Teen Vogue Launches Shopper App

How much consumers are still buying remains a question—but that hasn’t stopped magazines from launching mobile shopping applications.

Now, Teen Vogue is betting that teens haven’t soured on shopping with the introduction of its own iPhone app.
 
The app, set for a pre-holiday launch, will be an extension of the Teen Vogue Haute Spot, the magazine’s pop-up retail store now in its second year. Like mobile apps already offered by shopping and teen titles Lucky and Seventeen, the Haute Spot app will let users peruse the apparel and beauty products found in the store and click to buy them.
 
“It is as if you’re walking into the store and closets of Teen Vogue,” said Laura McEwen, Teen Vogue publisher. The products featured will be a combination of editors’ and advertisers’ picks. As to whether the line between ads and editorial content will be blurred, McEwen said she expected it to be clear to the user which are which.
 
“There’s a clear delineation between editorial and advertising,” McEwen said. “We like to keep that clarity.”
 
The Haute Spot app will have a social component, too. Users will be able to curate a digital “wardrobe” from the featured items, then send their selections to friends using Facebook Connect.
 
“Shopping for the youth market is by nature a social experience,” McEwen said. “We believe they also use the Internet as a social experience. We’re bringing the [three] things together: shopping, socializing [and] social media.”
 
Teen Vogue is testing a 99-cent price for the app, hoping to get users to augment ad support for it. Fashion advertisers, after all, haven’t been in a big spending mood this year.

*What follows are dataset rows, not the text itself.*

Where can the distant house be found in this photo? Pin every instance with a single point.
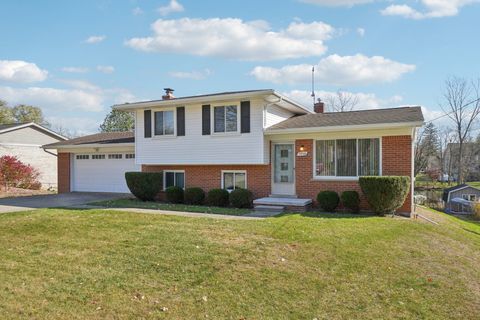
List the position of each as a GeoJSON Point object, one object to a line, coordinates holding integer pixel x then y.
{"type": "Point", "coordinates": [459, 199]}
{"type": "Point", "coordinates": [25, 141]}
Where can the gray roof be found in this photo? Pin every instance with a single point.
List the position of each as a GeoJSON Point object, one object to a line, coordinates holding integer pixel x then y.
{"type": "Point", "coordinates": [98, 138]}
{"type": "Point", "coordinates": [352, 118]}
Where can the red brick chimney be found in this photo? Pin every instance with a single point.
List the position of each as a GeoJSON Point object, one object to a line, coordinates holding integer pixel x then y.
{"type": "Point", "coordinates": [168, 94]}
{"type": "Point", "coordinates": [319, 106]}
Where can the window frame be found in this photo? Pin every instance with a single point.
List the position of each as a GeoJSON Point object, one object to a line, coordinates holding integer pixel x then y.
{"type": "Point", "coordinates": [234, 172]}
{"type": "Point", "coordinates": [174, 178]}
{"type": "Point", "coordinates": [212, 119]}
{"type": "Point", "coordinates": [345, 178]}
{"type": "Point", "coordinates": [154, 135]}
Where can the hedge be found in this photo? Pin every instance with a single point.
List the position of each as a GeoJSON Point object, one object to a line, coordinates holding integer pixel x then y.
{"type": "Point", "coordinates": [174, 194]}
{"type": "Point", "coordinates": [328, 200]}
{"type": "Point", "coordinates": [144, 185]}
{"type": "Point", "coordinates": [194, 196]}
{"type": "Point", "coordinates": [385, 194]}
{"type": "Point", "coordinates": [241, 198]}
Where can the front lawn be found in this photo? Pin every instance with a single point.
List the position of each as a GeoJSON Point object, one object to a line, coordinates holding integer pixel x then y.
{"type": "Point", "coordinates": [76, 264]}
{"type": "Point", "coordinates": [135, 203]}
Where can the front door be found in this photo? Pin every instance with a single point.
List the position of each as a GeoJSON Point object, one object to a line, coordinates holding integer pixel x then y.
{"type": "Point", "coordinates": [283, 175]}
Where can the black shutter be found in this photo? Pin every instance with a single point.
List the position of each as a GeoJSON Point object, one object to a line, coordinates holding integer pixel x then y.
{"type": "Point", "coordinates": [245, 116]}
{"type": "Point", "coordinates": [206, 119]}
{"type": "Point", "coordinates": [147, 123]}
{"type": "Point", "coordinates": [180, 121]}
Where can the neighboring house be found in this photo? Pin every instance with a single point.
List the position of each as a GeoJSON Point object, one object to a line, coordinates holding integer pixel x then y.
{"type": "Point", "coordinates": [260, 140]}
{"type": "Point", "coordinates": [25, 141]}
{"type": "Point", "coordinates": [459, 199]}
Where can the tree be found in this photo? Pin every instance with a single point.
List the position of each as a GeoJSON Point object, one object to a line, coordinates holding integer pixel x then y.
{"type": "Point", "coordinates": [462, 105]}
{"type": "Point", "coordinates": [118, 121]}
{"type": "Point", "coordinates": [24, 113]}
{"type": "Point", "coordinates": [341, 101]}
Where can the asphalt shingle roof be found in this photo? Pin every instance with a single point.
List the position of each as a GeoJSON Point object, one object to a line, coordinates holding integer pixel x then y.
{"type": "Point", "coordinates": [350, 118]}
{"type": "Point", "coordinates": [98, 138]}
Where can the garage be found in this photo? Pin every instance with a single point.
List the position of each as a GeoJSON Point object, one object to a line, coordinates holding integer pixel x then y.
{"type": "Point", "coordinates": [101, 172]}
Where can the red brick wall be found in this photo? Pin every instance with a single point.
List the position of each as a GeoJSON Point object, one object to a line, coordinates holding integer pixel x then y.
{"type": "Point", "coordinates": [63, 172]}
{"type": "Point", "coordinates": [209, 176]}
{"type": "Point", "coordinates": [396, 160]}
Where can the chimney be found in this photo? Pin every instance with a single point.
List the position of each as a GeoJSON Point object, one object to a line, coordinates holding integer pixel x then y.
{"type": "Point", "coordinates": [319, 106]}
{"type": "Point", "coordinates": [168, 94]}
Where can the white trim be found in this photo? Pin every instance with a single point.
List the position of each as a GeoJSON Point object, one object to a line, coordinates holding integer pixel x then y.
{"type": "Point", "coordinates": [233, 171]}
{"type": "Point", "coordinates": [174, 178]}
{"type": "Point", "coordinates": [212, 119]}
{"type": "Point", "coordinates": [344, 128]}
{"type": "Point", "coordinates": [32, 124]}
{"type": "Point", "coordinates": [345, 178]}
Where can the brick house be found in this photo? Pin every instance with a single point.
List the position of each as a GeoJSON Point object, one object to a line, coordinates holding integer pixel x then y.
{"type": "Point", "coordinates": [259, 140]}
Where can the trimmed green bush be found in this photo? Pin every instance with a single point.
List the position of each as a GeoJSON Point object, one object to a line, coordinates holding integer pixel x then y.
{"type": "Point", "coordinates": [328, 200]}
{"type": "Point", "coordinates": [241, 198]}
{"type": "Point", "coordinates": [144, 185]}
{"type": "Point", "coordinates": [174, 194]}
{"type": "Point", "coordinates": [351, 201]}
{"type": "Point", "coordinates": [194, 195]}
{"type": "Point", "coordinates": [218, 197]}
{"type": "Point", "coordinates": [385, 194]}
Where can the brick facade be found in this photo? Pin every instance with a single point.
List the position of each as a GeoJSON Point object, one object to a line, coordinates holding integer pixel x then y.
{"type": "Point", "coordinates": [63, 176]}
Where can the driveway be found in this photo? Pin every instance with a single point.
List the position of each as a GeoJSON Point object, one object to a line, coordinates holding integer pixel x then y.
{"type": "Point", "coordinates": [55, 200]}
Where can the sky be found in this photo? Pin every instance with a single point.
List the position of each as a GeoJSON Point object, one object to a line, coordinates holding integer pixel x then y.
{"type": "Point", "coordinates": [75, 59]}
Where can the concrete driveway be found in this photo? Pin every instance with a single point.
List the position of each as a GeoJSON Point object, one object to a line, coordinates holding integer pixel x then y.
{"type": "Point", "coordinates": [55, 200]}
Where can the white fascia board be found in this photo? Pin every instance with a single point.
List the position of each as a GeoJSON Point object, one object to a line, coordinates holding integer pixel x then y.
{"type": "Point", "coordinates": [344, 128]}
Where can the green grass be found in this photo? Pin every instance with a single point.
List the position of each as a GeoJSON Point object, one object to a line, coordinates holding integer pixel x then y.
{"type": "Point", "coordinates": [134, 203]}
{"type": "Point", "coordinates": [76, 264]}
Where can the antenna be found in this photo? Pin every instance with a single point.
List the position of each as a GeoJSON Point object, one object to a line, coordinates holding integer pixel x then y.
{"type": "Point", "coordinates": [313, 84]}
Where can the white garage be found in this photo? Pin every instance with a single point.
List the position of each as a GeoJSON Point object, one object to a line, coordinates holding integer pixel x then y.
{"type": "Point", "coordinates": [101, 172]}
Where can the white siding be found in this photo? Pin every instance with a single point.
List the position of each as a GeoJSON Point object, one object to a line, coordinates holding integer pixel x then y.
{"type": "Point", "coordinates": [274, 114]}
{"type": "Point", "coordinates": [195, 148]}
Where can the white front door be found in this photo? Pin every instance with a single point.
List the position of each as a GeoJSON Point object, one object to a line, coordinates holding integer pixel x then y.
{"type": "Point", "coordinates": [283, 175]}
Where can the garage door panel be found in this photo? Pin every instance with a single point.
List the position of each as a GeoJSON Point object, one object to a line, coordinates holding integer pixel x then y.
{"type": "Point", "coordinates": [101, 175]}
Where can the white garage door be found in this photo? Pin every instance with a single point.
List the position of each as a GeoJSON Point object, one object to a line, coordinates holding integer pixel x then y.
{"type": "Point", "coordinates": [102, 172]}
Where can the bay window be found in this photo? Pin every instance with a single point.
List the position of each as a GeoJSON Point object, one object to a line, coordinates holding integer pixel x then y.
{"type": "Point", "coordinates": [347, 157]}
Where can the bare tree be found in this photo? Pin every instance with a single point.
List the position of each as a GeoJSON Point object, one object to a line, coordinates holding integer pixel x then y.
{"type": "Point", "coordinates": [462, 105]}
{"type": "Point", "coordinates": [342, 101]}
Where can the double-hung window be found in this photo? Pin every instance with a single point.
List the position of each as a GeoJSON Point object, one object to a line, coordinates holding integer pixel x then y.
{"type": "Point", "coordinates": [232, 180]}
{"type": "Point", "coordinates": [225, 119]}
{"type": "Point", "coordinates": [174, 178]}
{"type": "Point", "coordinates": [347, 157]}
{"type": "Point", "coordinates": [164, 124]}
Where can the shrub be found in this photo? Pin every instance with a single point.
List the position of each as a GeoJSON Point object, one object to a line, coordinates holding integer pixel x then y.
{"type": "Point", "coordinates": [14, 173]}
{"type": "Point", "coordinates": [385, 194]}
{"type": "Point", "coordinates": [241, 198]}
{"type": "Point", "coordinates": [144, 185]}
{"type": "Point", "coordinates": [174, 194]}
{"type": "Point", "coordinates": [218, 197]}
{"type": "Point", "coordinates": [194, 196]}
{"type": "Point", "coordinates": [328, 200]}
{"type": "Point", "coordinates": [351, 201]}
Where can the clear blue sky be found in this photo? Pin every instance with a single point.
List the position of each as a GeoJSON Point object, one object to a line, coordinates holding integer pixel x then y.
{"type": "Point", "coordinates": [77, 58]}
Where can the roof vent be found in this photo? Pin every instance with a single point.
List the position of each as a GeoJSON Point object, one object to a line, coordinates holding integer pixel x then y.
{"type": "Point", "coordinates": [168, 94]}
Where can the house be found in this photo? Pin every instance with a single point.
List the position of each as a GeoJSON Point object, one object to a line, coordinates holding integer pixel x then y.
{"type": "Point", "coordinates": [25, 141]}
{"type": "Point", "coordinates": [459, 199]}
{"type": "Point", "coordinates": [258, 139]}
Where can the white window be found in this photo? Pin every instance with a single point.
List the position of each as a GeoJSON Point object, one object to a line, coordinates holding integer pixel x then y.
{"type": "Point", "coordinates": [164, 124]}
{"type": "Point", "coordinates": [469, 197]}
{"type": "Point", "coordinates": [347, 157]}
{"type": "Point", "coordinates": [225, 119]}
{"type": "Point", "coordinates": [232, 180]}
{"type": "Point", "coordinates": [174, 178]}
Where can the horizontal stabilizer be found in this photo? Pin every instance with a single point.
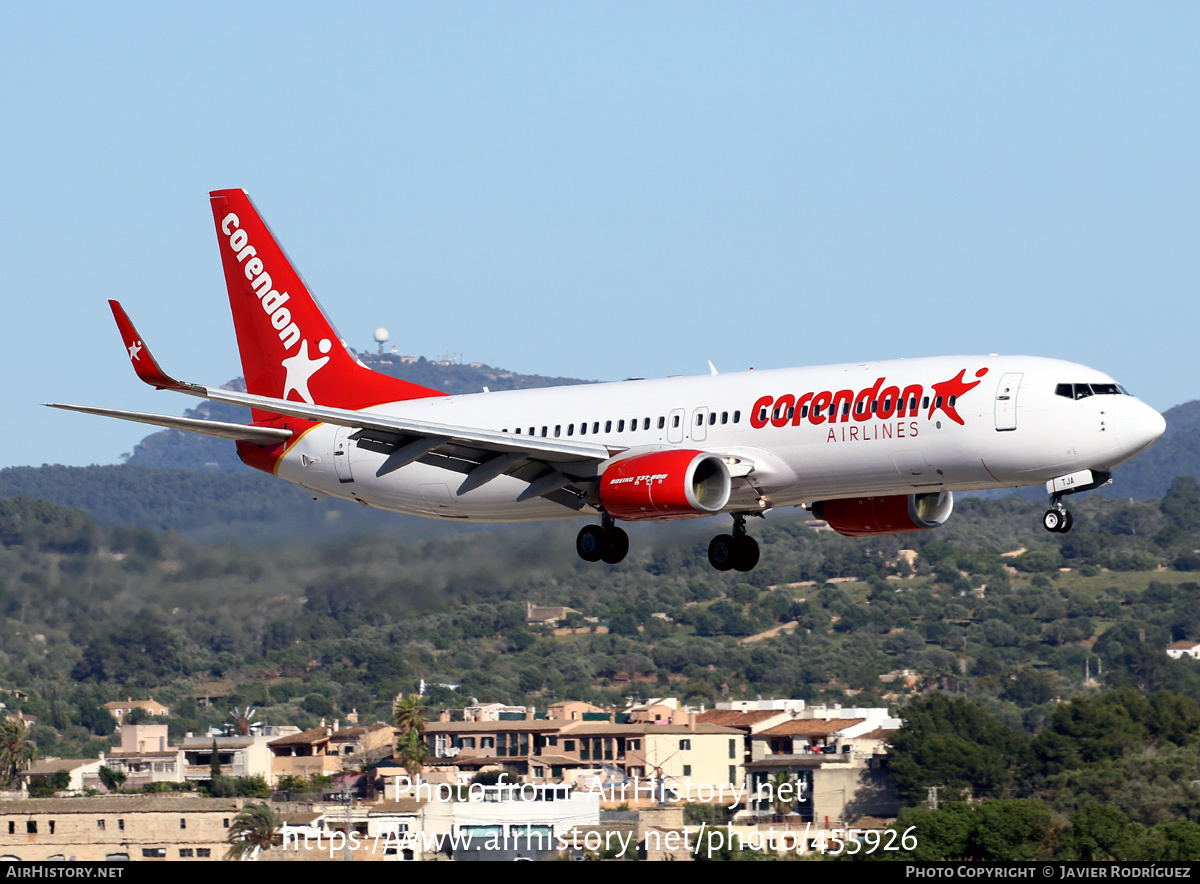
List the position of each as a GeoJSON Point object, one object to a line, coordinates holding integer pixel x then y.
{"type": "Point", "coordinates": [238, 432]}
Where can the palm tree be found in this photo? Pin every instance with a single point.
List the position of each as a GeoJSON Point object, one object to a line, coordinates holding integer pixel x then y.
{"type": "Point", "coordinates": [17, 751]}
{"type": "Point", "coordinates": [252, 831]}
{"type": "Point", "coordinates": [412, 751]}
{"type": "Point", "coordinates": [409, 714]}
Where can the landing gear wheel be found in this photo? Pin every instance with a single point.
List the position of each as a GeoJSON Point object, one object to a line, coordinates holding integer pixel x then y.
{"type": "Point", "coordinates": [592, 542]}
{"type": "Point", "coordinates": [721, 552]}
{"type": "Point", "coordinates": [617, 546]}
{"type": "Point", "coordinates": [745, 554]}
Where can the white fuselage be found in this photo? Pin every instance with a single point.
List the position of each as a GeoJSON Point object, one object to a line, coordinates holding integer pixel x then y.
{"type": "Point", "coordinates": [1015, 430]}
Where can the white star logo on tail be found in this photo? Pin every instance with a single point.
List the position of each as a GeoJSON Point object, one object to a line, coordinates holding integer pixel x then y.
{"type": "Point", "coordinates": [300, 368]}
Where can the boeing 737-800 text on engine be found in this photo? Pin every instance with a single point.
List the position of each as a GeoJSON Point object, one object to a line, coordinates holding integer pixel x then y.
{"type": "Point", "coordinates": [874, 447]}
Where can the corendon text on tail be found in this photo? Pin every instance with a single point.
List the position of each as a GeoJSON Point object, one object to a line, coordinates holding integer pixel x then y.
{"type": "Point", "coordinates": [874, 447]}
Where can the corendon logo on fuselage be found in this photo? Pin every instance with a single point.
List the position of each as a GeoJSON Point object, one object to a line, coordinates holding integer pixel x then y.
{"type": "Point", "coordinates": [876, 403]}
{"type": "Point", "coordinates": [299, 367]}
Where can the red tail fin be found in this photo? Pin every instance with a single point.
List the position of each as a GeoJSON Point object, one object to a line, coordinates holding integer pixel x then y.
{"type": "Point", "coordinates": [289, 350]}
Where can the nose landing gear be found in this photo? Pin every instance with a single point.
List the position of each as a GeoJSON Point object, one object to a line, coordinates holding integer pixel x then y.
{"type": "Point", "coordinates": [1057, 518]}
{"type": "Point", "coordinates": [738, 551]}
{"type": "Point", "coordinates": [603, 542]}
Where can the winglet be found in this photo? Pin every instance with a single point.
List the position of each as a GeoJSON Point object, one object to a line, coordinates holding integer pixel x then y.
{"type": "Point", "coordinates": [144, 362]}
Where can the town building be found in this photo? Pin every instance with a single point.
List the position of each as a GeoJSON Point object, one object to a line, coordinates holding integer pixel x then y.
{"type": "Point", "coordinates": [117, 828]}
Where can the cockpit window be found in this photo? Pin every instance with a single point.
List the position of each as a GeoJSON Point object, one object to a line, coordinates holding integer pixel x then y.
{"type": "Point", "coordinates": [1081, 391]}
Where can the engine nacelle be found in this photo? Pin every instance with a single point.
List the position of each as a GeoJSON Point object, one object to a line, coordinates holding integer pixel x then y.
{"type": "Point", "coordinates": [859, 517]}
{"type": "Point", "coordinates": [665, 485]}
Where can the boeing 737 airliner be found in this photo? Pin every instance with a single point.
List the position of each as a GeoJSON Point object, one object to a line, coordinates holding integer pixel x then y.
{"type": "Point", "coordinates": [871, 447]}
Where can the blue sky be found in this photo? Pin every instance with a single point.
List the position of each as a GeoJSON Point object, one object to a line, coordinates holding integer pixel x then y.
{"type": "Point", "coordinates": [600, 191]}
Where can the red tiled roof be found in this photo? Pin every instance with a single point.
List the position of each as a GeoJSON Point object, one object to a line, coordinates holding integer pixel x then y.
{"type": "Point", "coordinates": [732, 717]}
{"type": "Point", "coordinates": [810, 727]}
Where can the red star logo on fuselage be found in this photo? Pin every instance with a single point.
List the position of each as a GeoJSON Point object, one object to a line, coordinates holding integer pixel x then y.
{"type": "Point", "coordinates": [949, 390]}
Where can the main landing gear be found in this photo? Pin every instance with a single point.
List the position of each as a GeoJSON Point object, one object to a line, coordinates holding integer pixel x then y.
{"type": "Point", "coordinates": [737, 551]}
{"type": "Point", "coordinates": [603, 542]}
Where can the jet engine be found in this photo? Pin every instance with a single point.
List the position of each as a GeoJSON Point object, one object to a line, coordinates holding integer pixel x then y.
{"type": "Point", "coordinates": [859, 517]}
{"type": "Point", "coordinates": [665, 485]}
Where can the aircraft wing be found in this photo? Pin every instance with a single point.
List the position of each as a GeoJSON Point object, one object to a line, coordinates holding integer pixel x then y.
{"type": "Point", "coordinates": [550, 465]}
{"type": "Point", "coordinates": [222, 430]}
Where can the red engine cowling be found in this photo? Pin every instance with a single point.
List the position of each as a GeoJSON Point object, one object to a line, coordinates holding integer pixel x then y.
{"type": "Point", "coordinates": [665, 485]}
{"type": "Point", "coordinates": [859, 517]}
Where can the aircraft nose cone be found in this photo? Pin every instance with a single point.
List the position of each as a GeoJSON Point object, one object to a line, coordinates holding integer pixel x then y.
{"type": "Point", "coordinates": [1140, 428]}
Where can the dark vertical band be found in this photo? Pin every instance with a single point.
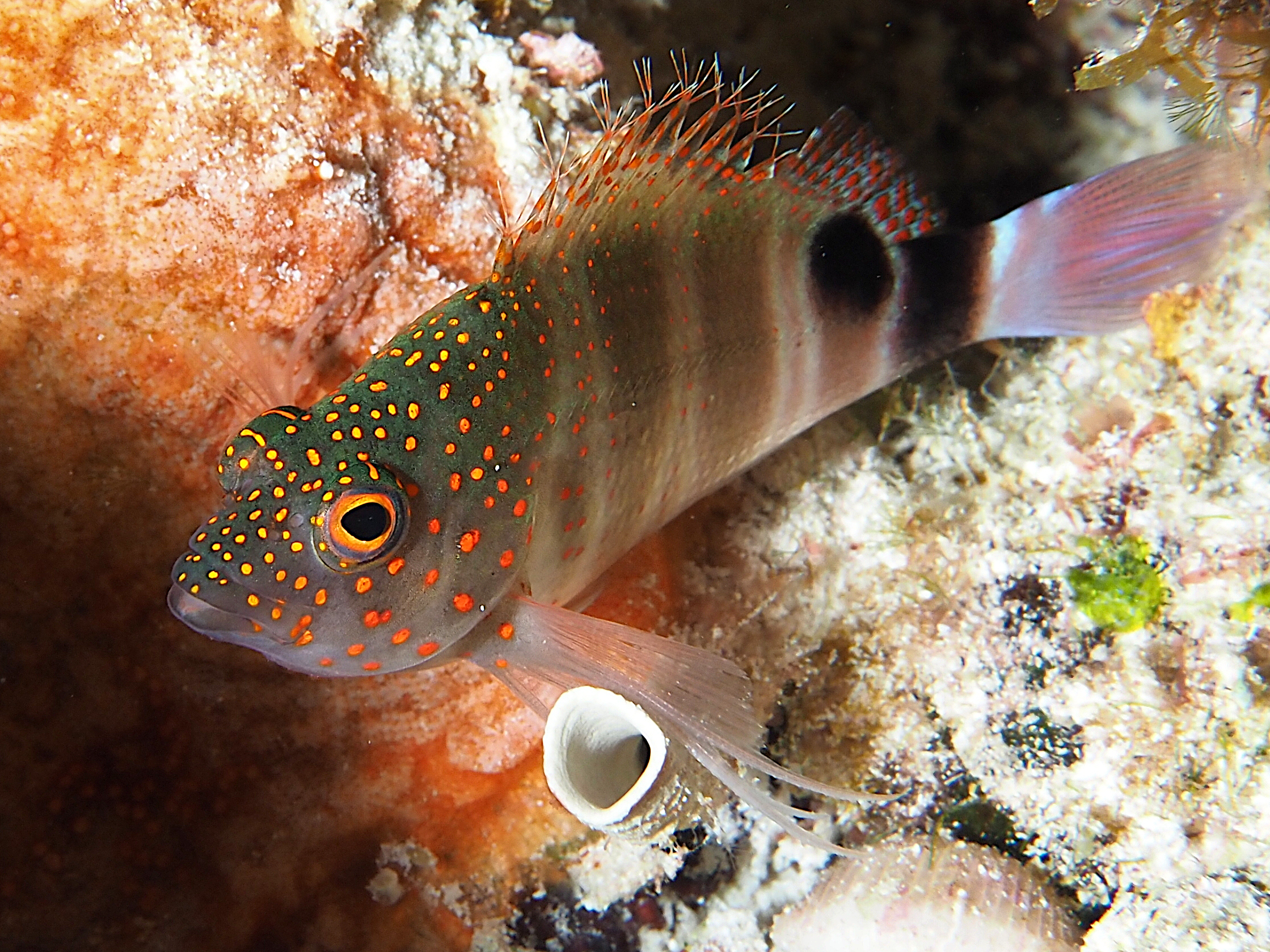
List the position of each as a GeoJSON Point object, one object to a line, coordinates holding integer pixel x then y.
{"type": "Point", "coordinates": [943, 294]}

Teen Vogue’s ad pages declined 35 percent this year through the October issue, although that decrease shrunk to a decline of 9 percent for the month of October, per the Mediaweek Monitor.
 
McEwen said she’s cautiously optimistic that parents will spend on their kids for the holidays, though. “There’s no doubt that the economy has affected a wide range of advertisers,” she said, “but we believe if we can help drive consumers to retail, we will have a better performance over time.”